Hygiène domestique et sécurité alimentaire

· Hygiène des mains après manipulation ou caresses d’animaux potentiellement porteurs d’œufs du parasite, ou après jardinage en zone accessible à des carnivores domestiques ou renards.

- Port de gants lors de manipulation de renards morts (EA).

- Surveillance des conditions d’abattage des animaux de boucherie, ne pas donner de viscères de mouton au chien (EK).

- Limitation d’accès des carnivores domestiques aux jardins potagers (isolement par clôture). Dans les bois, ne cueillir que les fruits (ou baies) situés à une certaine hauteur du sol (donc non souillés par les excréments de carnivores domestiques ou sauvages). Attention aux pissenlits…

+70 °C pendant 5 minutes est efficace pour l’inactivation des œufs du parasite lors de la cuisson des aliments

- Le lavage rigoureux des aliments est conseillé, sachant qu’il ne garantit malheureusement pas l’élimination complète des œufs déposés en surface. L’utilisation du vinaigre, d’alcool ou d’eau de javel dilué ne permet pas de réduire le risque de contamination des aliments.

- La congélation domestique ne permet pas l’inactivation des œufs du parasite (il faut -80 °C pendant 5 jours !).

- La cuisson des aliments (+70 °C pendant 5 minutes) est efficace pour l’inactivation des œufs du parasite.

Vermifugation régulière des carnivores domestiques

- Conseiller une vermifugation mensuelle par du praziquantel des carnivores domestiques en zone d’enzootie (ex. Drontal et génériques, Milbemax, Milbactor Milprazican et génériques, Profender spot-on chat, Profender chien, Nexgard Combo, Dolpac… liste non exhaustive).

- Pour les chiens en voyage en zone d’enzootie : traiter au praziquantel 4 semaines après l’arrivée, puis toutes les 4 semaines, et jusqu’à 4 semaines après le retour. Pour un animal provenant d’une zone enzootique, un examen (dès le retour) et un traitement sont recommandés.

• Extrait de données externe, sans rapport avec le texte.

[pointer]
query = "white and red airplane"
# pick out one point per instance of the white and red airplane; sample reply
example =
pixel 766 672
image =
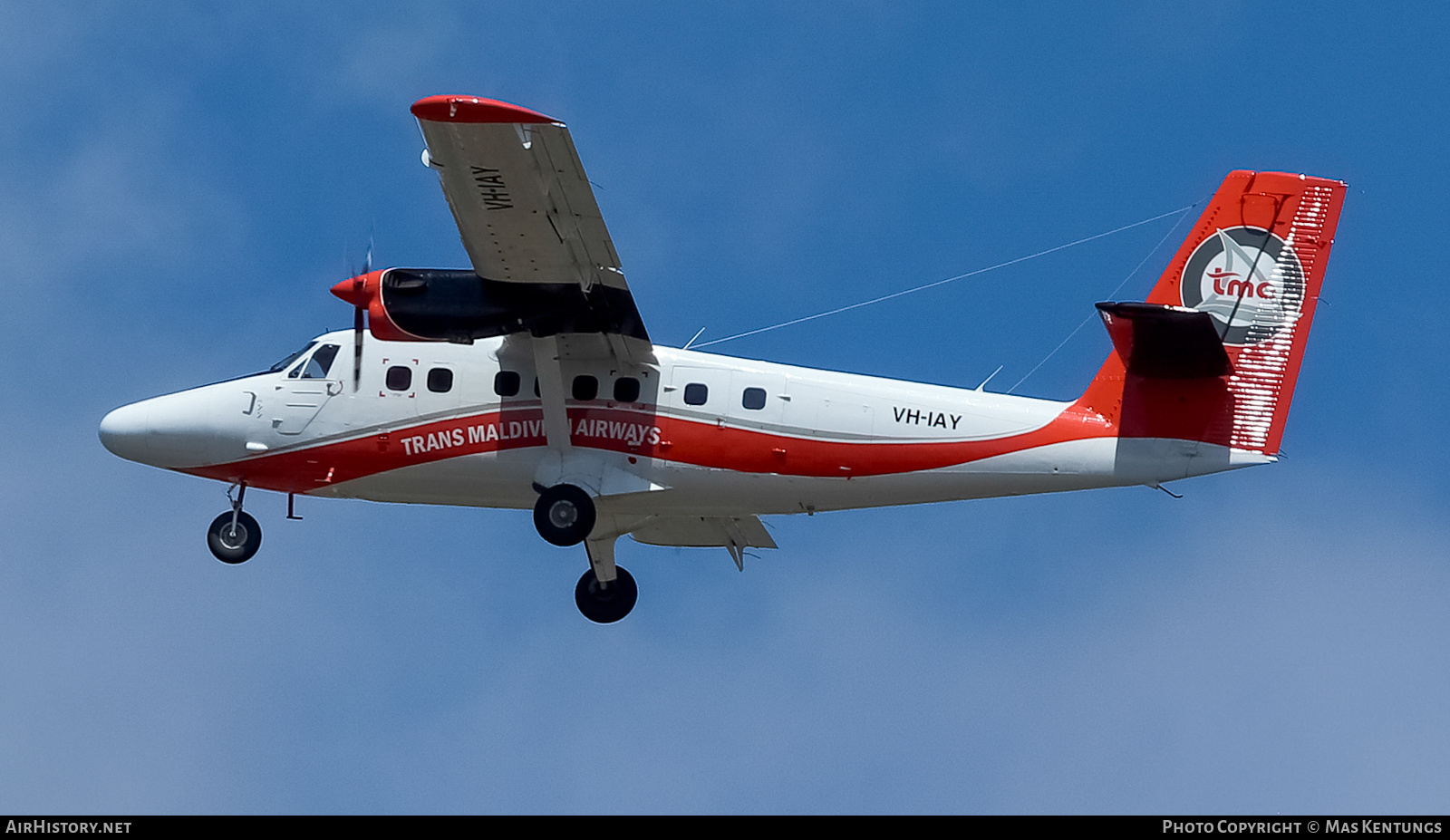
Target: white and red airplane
pixel 529 381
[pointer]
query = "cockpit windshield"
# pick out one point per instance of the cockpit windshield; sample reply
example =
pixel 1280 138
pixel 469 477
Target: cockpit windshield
pixel 283 364
pixel 318 366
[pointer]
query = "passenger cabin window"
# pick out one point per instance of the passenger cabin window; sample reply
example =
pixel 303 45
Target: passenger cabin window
pixel 440 381
pixel 627 389
pixel 319 364
pixel 586 388
pixel 399 378
pixel 507 383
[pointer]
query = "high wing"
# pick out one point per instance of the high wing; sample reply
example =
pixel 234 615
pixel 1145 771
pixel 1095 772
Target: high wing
pixel 528 217
pixel 518 192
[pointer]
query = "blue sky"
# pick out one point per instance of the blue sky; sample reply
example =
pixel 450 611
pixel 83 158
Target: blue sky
pixel 179 188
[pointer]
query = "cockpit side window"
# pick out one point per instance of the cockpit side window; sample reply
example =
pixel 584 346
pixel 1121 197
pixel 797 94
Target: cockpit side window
pixel 283 364
pixel 321 362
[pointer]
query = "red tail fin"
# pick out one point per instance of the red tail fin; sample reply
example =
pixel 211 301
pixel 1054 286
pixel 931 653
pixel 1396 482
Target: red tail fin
pixel 1254 263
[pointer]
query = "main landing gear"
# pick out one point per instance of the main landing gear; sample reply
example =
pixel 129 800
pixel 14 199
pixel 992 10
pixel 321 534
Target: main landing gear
pixel 565 516
pixel 236 536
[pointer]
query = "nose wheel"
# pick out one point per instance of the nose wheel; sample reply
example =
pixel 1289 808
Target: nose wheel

Si les échinococcoses restent des zoonoses rares en France, on peut néanmoins observer une expansion de la zone d’enzootie de l’EA vers l’ouest et le sud, notamment en raison du comportement plus urbain des renards. D’ailleurs des campagnes préventives de vermifugation des renards par appâts au praziquantel ont été menées dans les régions d’enzootie. Dans ce contexte, une vigilance épidémiologique doit donc être maintenue. Il est donc essentiel d’insister, dans les régions à risques, sur l’importance (comme mesure de lutte) de la vermifugation mensuelle des carnivores domestiques avec du praziquantel.